Biomedicines (Mar 2025)
Astilbin Alleviates Radiation-Induced Pulmonary Fibrosis via <i>circ</i>PRKCE Targeting the TGF-β/Smad7 Pathway to Inhibit Epithelial–Mesenchymal Transition
Abstract
Purpose: This study aimed to clarify the protective effect of astilbin (AST) on radiation-induced pulmonary fibrosis (RIPF) and explore its underlying molecular mechanism, focusing on non-coding RNAs. Methods: Mouse lung epithelial cells (MLE-12 and TC-1) and C57BL/6J mice were used to establish in vitro radiation injury models and in vivo RIPF models, respectively.
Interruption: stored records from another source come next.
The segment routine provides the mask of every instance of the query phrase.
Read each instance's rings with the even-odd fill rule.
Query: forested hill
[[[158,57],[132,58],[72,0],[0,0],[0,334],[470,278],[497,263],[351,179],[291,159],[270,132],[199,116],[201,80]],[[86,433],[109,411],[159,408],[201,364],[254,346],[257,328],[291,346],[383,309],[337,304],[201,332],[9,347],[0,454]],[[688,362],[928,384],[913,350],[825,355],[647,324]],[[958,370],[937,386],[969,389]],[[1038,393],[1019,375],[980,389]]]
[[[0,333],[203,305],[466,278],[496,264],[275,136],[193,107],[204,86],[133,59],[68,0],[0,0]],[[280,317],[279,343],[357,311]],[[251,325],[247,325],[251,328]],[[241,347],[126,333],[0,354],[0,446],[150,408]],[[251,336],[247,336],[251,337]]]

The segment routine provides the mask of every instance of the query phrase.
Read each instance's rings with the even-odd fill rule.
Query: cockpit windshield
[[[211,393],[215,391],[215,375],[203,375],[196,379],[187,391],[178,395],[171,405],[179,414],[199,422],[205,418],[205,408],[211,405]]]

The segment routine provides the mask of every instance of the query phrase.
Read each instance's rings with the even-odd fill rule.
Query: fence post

Cell viability, apoptosis, the epithelial-to-mesenchymal transition (EMT), and fibrosis-related markers were assessed using cell-counting kit-8 assays, Western blotting, immunohistochemistry, and histological staining. High-throughput sequencing identified differentially expressed circRNAs. The mechanistic studies included RNA-FISH, a dual-luciferase reporter assay, an RNA immunoprecipitation (RIP) assay, and loss-of-function experiments. Results: AST significantly alleviated radiation-induced apoptosis and EMT in vitro, as well as RIPF in vivo. AST treatment reduced collagen deposition, fibrosis-related protein expression, and EMT marker changes. High-throughput sequencing revealed that AST upregulated circPRKCE, a non-coding RNA that functions through a ceRNA mechanism by binding to miR-15b-5p, thereby promoting Smad7 expression and suppressing the TGF-β/Smad7 pathway. Knockdown of circPRKCE abolished AST’s protective effects, confirming its pivotal role in mediating AST’s anti-fibrotic activity. Conclusions: This study demonstrates that Astilbin alleviates radiation-induced pulmonary fibrosis via circPRKCE targeting the TGF-β/Smad7 pathway to inhibit EMT, suggesting AST as a potential therapeutic agent for managing this severe complication of radiotherapy.